In 2003 Kovitz enrolled in Osgoode Hall Law School. She graduated in 2005 with a Bachelor of Laws.

== Career ==

After graduating from business school, Kovitz worked at Workbrain as a marketing specialist from 2000 through 2001. In 2002 she joined Scotiabank, working in leadership resource management.

Kovitz was called to the Ontario Bar in 2006 and was an associate in the family law department of Torkin Manes from 2006 until 2011. In 2011 she joined Osler, Hoskin & Harcourt, directing client and business development, and leading growth initiatives. She continued in this role for five years; in 2014 she also volunteered as political advisor to lawyer Ari Goldkind during his campaign for mayor of Toronto.

In 2016 Kovitz became the chief executive officer of AceTech Ontario, a peer to peer community of technology executives. This organization was later renamed PeerScale.

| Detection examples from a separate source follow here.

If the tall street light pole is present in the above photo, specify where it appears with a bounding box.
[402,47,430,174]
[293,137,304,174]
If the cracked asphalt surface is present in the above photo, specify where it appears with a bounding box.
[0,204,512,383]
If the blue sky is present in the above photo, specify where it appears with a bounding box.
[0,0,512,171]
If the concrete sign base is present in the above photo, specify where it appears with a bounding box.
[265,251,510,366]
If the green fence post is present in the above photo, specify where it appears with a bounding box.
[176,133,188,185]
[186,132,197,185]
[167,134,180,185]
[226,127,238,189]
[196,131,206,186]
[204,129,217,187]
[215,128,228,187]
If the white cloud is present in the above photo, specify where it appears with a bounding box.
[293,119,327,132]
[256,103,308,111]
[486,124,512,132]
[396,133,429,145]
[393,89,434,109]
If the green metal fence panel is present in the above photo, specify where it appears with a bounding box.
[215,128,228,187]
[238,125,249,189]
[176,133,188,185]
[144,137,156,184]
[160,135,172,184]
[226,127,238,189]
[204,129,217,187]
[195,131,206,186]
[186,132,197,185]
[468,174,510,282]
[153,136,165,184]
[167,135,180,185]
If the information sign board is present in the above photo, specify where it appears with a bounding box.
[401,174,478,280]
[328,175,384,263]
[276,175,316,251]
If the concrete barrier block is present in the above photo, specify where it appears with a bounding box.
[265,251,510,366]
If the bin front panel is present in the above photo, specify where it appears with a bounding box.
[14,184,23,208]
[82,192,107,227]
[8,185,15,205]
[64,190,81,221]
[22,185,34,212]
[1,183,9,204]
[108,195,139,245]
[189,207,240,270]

That year she joined John Tory's trade delegation to Israel.

In 2017 Kovitz, with five others, organized the first Elevate Toronto event, a three-day festival which promoted Canadian innovation. That year she founded #movethedial, a global social enterprise with a mission to advance the participation of women in tech. In her role as CEO, Kovitz participated in the writing of "Where's the Dial Now?", a study examining the current state of women in the tech and innovation community in Canada, a collaboration between #movethedial, PwC Canada and MARS.

After organizing local talks in its first year, in 2018 #movethedial held a full-day conference in Toronto, with about 1,000 attendees, presenting workshops and speakers from the tech community; a second conference in 2019 drew about 3,000 attendees. Arising from the restrictions relating to the pandemic, Kovitz discontinued #movethedial.

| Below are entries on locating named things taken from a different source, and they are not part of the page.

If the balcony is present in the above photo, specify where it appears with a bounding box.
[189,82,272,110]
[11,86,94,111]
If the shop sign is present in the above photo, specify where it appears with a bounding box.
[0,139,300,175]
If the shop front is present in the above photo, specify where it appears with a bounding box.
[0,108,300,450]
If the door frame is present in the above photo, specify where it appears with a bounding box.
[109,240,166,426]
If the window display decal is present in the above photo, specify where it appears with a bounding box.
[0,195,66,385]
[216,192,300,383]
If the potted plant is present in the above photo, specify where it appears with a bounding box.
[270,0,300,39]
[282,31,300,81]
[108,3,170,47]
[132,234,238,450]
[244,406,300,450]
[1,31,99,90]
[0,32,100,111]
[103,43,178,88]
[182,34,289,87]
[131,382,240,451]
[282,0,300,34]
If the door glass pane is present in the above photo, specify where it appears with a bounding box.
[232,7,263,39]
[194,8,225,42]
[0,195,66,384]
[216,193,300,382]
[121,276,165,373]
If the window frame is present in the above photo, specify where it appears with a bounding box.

In 2018 Kovitz spoke at the Jewish Ethics Defined (JEDx) conference in Toronto. That year she helped organize the successful campaign for the re-election of John Tory, Mayor of Toronto.

In 2023 Kovitz was appointed as Chief Executive Officer of The Human Resources Professionals Association (HRPA) of Ontario and held that position until January 31, 2026.

In 2026 Kovitz was appointed as the Managing Director of Digital Small Business at the Tangerine Bank, a subsidiary of the Bank of Nova Scotia.

Kovitz also sits the advisory boards of the Whitecap Venture Capital Fund Advisory Board, Maple, Protexxa, and former director of Toronto Global.

Kovitz hosted the podcast series "Joyful Sundays".

==Community==
Kovitz is part of the SickKids' Hospital Capital Campaign Cabinet which raises money for pediatric health in Ontario; as part of that initiative she is co-chair of the #tech4SickKids fundraising committee.

Kovitz was a former member of the Education and Human Resources Committee of the Board of Directors Sunnybrook Hospital as a community member.

Kovitz was appointed a board member of The Hospital for Sick Children Foundation in June 2025.

In August 2025 Kovitz joined the advisory board of the Morrissette Institute for Entrepreneurship at the Ivey School of Business at Western University

==Awards and recognition==
Kovitz was recognized as one of Canada's 25 Women of Influence in 2018 Her name appeared on the list of WXN's Canada 100 most powerful women in 2017 and again in 2019. Kovitz was named the International Association of Business Communicators/Toronto, Communicator of the Year for 2020. Kovitz was named one of the top 100 Top HR Executives and Leaders in the World for 2025.

Kovitz received an honorary degree (LLD) from the University of Calgary on June 1, 2023.